»Wir werden nach Norden ziehen«, sagte er schließlich. »Wir werden die beiden bis zum Scheideweg begleiten, dann können wir weiter entscheiden. Sie können dann südöstlich nach Haven weiterziehen, falls sie es wünschen. Ich für meinen Teil will weiter in den Norden. Ich will mich vergewissern, ob die Gerüchte wahr sind, daß sich dort Soldaten sammeln.« »Und vielleicht, um auf Kitiara zu treffen«, flüsterte Raistlin hinterhältig.
Tanis errötete. »Ist der Plan in Ordnung?« fragte er und sah die anderen an.
»Obwohl du nicht der Älteste von uns bist, Tanis, so bist du doch der Klügste«, sagte Sturm. »Wir folgen dir – wie immer.«
Caramon nickte. Raistlin steuerte bereits auf die Tür zu. Flint schulterte brummend den Weinschlauch.

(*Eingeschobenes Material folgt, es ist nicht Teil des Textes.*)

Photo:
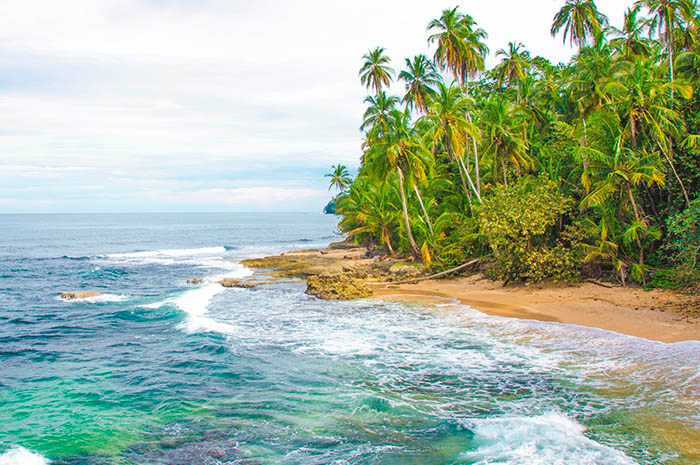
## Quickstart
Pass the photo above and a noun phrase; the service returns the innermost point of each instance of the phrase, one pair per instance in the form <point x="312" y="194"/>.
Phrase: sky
<point x="207" y="105"/>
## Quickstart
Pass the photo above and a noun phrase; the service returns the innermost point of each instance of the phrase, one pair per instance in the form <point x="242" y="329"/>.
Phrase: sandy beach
<point x="659" y="315"/>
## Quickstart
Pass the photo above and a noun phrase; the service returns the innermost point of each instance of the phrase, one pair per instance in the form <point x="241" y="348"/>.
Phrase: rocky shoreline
<point x="344" y="272"/>
<point x="340" y="272"/>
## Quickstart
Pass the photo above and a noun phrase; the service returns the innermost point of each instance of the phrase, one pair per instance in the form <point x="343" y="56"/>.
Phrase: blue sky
<point x="207" y="105"/>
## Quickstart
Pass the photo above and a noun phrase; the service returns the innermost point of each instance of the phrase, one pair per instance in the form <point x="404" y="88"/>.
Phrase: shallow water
<point x="156" y="371"/>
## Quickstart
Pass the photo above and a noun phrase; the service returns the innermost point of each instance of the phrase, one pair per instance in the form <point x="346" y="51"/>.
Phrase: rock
<point x="348" y="243"/>
<point x="238" y="283"/>
<point x="79" y="295"/>
<point x="404" y="270"/>
<point x="336" y="287"/>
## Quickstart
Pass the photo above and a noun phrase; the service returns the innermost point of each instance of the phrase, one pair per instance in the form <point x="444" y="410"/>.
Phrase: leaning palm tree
<point x="580" y="20"/>
<point x="340" y="178"/>
<point x="420" y="77"/>
<point x="642" y="100"/>
<point x="504" y="137"/>
<point x="376" y="72"/>
<point x="450" y="128"/>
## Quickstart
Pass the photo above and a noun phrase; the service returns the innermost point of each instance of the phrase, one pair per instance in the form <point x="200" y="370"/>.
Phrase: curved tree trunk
<point x="639" y="220"/>
<point x="425" y="212"/>
<point x="471" y="183"/>
<point x="675" y="173"/>
<point x="476" y="160"/>
<point x="451" y="154"/>
<point x="387" y="240"/>
<point x="407" y="223"/>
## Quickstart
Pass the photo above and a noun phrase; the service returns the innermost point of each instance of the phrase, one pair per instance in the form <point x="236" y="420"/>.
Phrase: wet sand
<point x="659" y="315"/>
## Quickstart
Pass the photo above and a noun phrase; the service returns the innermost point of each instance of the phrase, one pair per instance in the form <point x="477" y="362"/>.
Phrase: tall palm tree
<point x="643" y="101"/>
<point x="376" y="72"/>
<point x="447" y="114"/>
<point x="504" y="136"/>
<point x="400" y="151"/>
<point x="420" y="77"/>
<point x="666" y="18"/>
<point x="460" y="44"/>
<point x="615" y="171"/>
<point x="514" y="65"/>
<point x="378" y="110"/>
<point x="340" y="178"/>
<point x="461" y="49"/>
<point x="580" y="20"/>
<point x="631" y="40"/>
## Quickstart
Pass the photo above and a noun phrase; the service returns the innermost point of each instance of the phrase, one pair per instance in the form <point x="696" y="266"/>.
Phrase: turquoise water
<point x="156" y="371"/>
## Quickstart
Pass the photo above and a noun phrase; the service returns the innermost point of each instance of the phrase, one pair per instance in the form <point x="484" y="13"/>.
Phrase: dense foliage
<point x="550" y="171"/>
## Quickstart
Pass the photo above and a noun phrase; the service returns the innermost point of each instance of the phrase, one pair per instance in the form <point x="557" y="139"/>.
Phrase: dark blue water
<point x="157" y="371"/>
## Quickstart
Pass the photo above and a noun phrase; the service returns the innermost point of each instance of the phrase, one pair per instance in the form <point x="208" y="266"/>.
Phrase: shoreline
<point x="659" y="315"/>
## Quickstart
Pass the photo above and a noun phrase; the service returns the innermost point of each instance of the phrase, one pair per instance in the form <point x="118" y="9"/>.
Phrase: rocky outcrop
<point x="405" y="271"/>
<point x="336" y="287"/>
<point x="239" y="283"/>
<point x="79" y="295"/>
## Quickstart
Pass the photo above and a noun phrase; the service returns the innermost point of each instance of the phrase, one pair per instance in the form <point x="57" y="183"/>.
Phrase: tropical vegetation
<point x="542" y="170"/>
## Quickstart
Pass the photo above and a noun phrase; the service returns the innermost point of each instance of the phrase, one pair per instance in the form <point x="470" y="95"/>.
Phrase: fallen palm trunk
<point x="438" y="275"/>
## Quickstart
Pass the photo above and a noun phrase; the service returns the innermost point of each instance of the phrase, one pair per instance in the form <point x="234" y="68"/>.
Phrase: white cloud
<point x="184" y="97"/>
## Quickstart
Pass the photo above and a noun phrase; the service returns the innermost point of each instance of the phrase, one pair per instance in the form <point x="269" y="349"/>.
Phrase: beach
<point x="180" y="368"/>
<point x="659" y="315"/>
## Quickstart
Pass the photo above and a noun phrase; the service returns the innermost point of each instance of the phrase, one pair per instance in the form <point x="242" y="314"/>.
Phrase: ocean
<point x="158" y="371"/>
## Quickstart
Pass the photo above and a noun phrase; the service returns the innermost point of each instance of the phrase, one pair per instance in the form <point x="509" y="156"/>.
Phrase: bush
<point x="522" y="225"/>
<point x="682" y="247"/>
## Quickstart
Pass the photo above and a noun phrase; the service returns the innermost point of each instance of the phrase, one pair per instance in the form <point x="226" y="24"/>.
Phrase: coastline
<point x="659" y="315"/>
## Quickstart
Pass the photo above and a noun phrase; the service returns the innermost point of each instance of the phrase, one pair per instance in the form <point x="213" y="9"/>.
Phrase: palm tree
<point x="580" y="20"/>
<point x="376" y="72"/>
<point x="340" y="178"/>
<point x="460" y="44"/>
<point x="420" y="77"/>
<point x="448" y="117"/>
<point x="642" y="100"/>
<point x="514" y="65"/>
<point x="502" y="125"/>
<point x="369" y="210"/>
<point x="631" y="40"/>
<point x="379" y="108"/>
<point x="400" y="151"/>
<point x="614" y="172"/>
<point x="666" y="16"/>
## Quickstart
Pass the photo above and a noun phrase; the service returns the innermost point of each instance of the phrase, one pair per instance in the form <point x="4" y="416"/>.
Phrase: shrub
<point x="522" y="226"/>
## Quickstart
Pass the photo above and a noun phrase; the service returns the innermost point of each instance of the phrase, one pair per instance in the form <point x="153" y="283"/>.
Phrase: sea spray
<point x="18" y="455"/>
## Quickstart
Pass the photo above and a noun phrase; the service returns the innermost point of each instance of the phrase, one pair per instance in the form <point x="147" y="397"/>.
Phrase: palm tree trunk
<point x="425" y="213"/>
<point x="471" y="183"/>
<point x="387" y="240"/>
<point x="451" y="154"/>
<point x="675" y="173"/>
<point x="476" y="160"/>
<point x="409" y="233"/>
<point x="639" y="220"/>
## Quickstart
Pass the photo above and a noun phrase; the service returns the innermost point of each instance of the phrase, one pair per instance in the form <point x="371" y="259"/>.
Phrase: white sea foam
<point x="18" y="455"/>
<point x="170" y="252"/>
<point x="550" y="439"/>
<point x="97" y="299"/>
<point x="205" y="257"/>
<point x="196" y="304"/>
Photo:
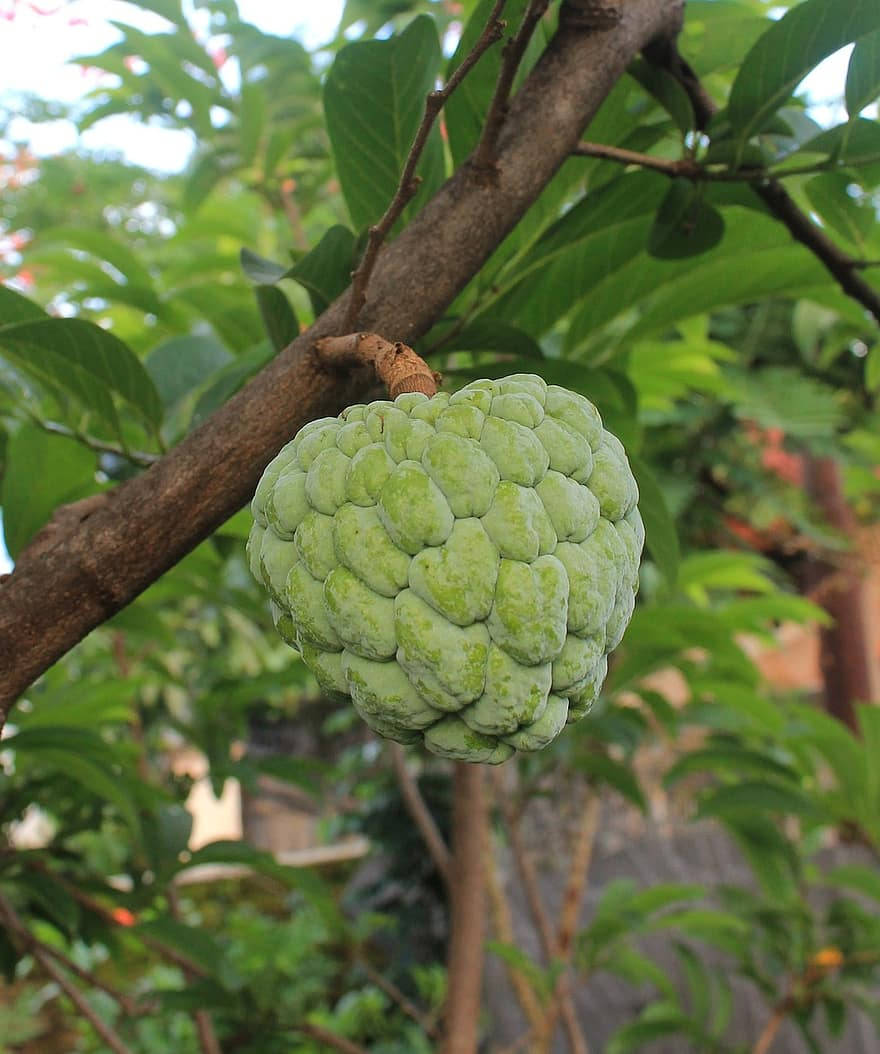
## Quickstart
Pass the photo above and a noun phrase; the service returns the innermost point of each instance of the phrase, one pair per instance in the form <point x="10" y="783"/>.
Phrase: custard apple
<point x="460" y="566"/>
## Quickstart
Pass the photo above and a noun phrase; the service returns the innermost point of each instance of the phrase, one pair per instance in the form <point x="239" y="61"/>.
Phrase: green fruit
<point x="458" y="566"/>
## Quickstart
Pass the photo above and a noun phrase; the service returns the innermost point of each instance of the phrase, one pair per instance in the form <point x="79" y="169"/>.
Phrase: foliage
<point x="153" y="298"/>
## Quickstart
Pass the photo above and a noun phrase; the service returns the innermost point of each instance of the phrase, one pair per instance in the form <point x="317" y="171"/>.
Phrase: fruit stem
<point x="470" y="835"/>
<point x="396" y="365"/>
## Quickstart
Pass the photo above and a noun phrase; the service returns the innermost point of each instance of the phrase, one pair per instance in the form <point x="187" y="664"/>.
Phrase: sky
<point x="39" y="38"/>
<point x="36" y="50"/>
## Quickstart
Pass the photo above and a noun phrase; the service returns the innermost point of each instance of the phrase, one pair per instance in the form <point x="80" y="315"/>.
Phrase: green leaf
<point x="863" y="74"/>
<point x="492" y="334"/>
<point x="729" y="757"/>
<point x="759" y="796"/>
<point x="602" y="768"/>
<point x="251" y="119"/>
<point x="828" y="195"/>
<point x="685" y="225"/>
<point x="325" y="271"/>
<point x="667" y="91"/>
<point x="194" y="942"/>
<point x="656" y="1021"/>
<point x="278" y="317"/>
<point x="183" y="363"/>
<point x="468" y="105"/>
<point x="373" y="100"/>
<point x="15" y="308"/>
<point x="863" y="879"/>
<point x="42" y="471"/>
<point x="790" y="47"/>
<point x="785" y="398"/>
<point x="516" y="958"/>
<point x="661" y="537"/>
<point x="102" y="247"/>
<point x="260" y="270"/>
<point x="228" y="381"/>
<point x="873" y="368"/>
<point x="84" y="359"/>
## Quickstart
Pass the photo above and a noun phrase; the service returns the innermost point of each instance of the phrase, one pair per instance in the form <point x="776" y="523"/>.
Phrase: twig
<point x="409" y="181"/>
<point x="106" y="562"/>
<point x="470" y="828"/>
<point x="399" y="997"/>
<point x="688" y="169"/>
<point x="503" y="924"/>
<point x="578" y="872"/>
<point x="331" y="1038"/>
<point x="396" y="365"/>
<point x="842" y="267"/>
<point x="484" y="157"/>
<point x="204" y="1025"/>
<point x="525" y="865"/>
<point x="421" y="814"/>
<point x="129" y="1007"/>
<point x="37" y="949"/>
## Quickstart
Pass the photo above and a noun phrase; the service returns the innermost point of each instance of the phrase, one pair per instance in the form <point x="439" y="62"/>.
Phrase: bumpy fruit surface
<point x="460" y="566"/>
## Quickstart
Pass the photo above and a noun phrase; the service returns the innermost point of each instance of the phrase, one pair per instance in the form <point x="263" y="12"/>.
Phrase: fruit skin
<point x="460" y="566"/>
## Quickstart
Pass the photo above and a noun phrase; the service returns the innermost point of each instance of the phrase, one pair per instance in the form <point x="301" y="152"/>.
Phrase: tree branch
<point x="686" y="168"/>
<point x="98" y="567"/>
<point x="470" y="838"/>
<point x="572" y="898"/>
<point x="421" y="814"/>
<point x="513" y="51"/>
<point x="409" y="181"/>
<point x="26" y="939"/>
<point x="332" y="1040"/>
<point x="202" y="1020"/>
<point x="843" y="268"/>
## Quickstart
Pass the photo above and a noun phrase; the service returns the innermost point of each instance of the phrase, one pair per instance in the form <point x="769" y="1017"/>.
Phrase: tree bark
<point x="470" y="839"/>
<point x="103" y="562"/>
<point x="844" y="657"/>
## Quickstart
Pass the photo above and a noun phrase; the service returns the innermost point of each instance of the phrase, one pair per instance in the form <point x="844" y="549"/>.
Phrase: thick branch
<point x="842" y="267"/>
<point x="470" y="838"/>
<point x="98" y="567"/>
<point x="30" y="943"/>
<point x="409" y="181"/>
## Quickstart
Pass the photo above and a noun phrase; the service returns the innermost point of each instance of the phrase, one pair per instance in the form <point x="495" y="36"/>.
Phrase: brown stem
<point x="408" y="1007"/>
<point x="333" y="1040"/>
<point x="503" y="925"/>
<point x="842" y="267"/>
<point x="421" y="814"/>
<point x="409" y="181"/>
<point x="36" y="948"/>
<point x="396" y="365"/>
<point x="844" y="651"/>
<point x="525" y="866"/>
<point x="97" y="567"/>
<point x="484" y="157"/>
<point x="572" y="898"/>
<point x="468" y="910"/>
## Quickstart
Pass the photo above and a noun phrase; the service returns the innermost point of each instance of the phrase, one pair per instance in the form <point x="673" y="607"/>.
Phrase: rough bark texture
<point x="52" y="601"/>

Tanis spürte eine sanfte Hand seinen Arm berühren. Er wandte sich um und sah in die klaren blauen Augen der wunderschönen Barbarin. »Wir danken euch«, sagte Goldmond langsam, als ob sie es nicht gewohnt wäre, Dankbarkeit zu zeigen. »Ihr riskiert euer Leben für uns, obwohl wir Fremde sind.«
Tanis lächelte und drückte ihre Hand. »Ich heiße Tanis. Das dort sind die Brüder Caramon und Raistlin. Der Ritter heißt Sturm Feuerklinge. Flint Feuerschmied trägt den Wein, und Tolpan Barfuß ist unser kluger Schlosser. Du bist Goldmond, und er heißt Flußwind. Nun - wir sind nicht länger Fremde.« Goldmond lächelte müde. Sie strich über seinen Arm und ging dann zur Tür, stützte sich dabei auf ihren Stab, der wieder normal und nichtssagend aussah. Tanis sah ihr nach, dann zu Flußwind, der ihn anstarrte, das dunkle Gesicht eine undurchdringbare Maske.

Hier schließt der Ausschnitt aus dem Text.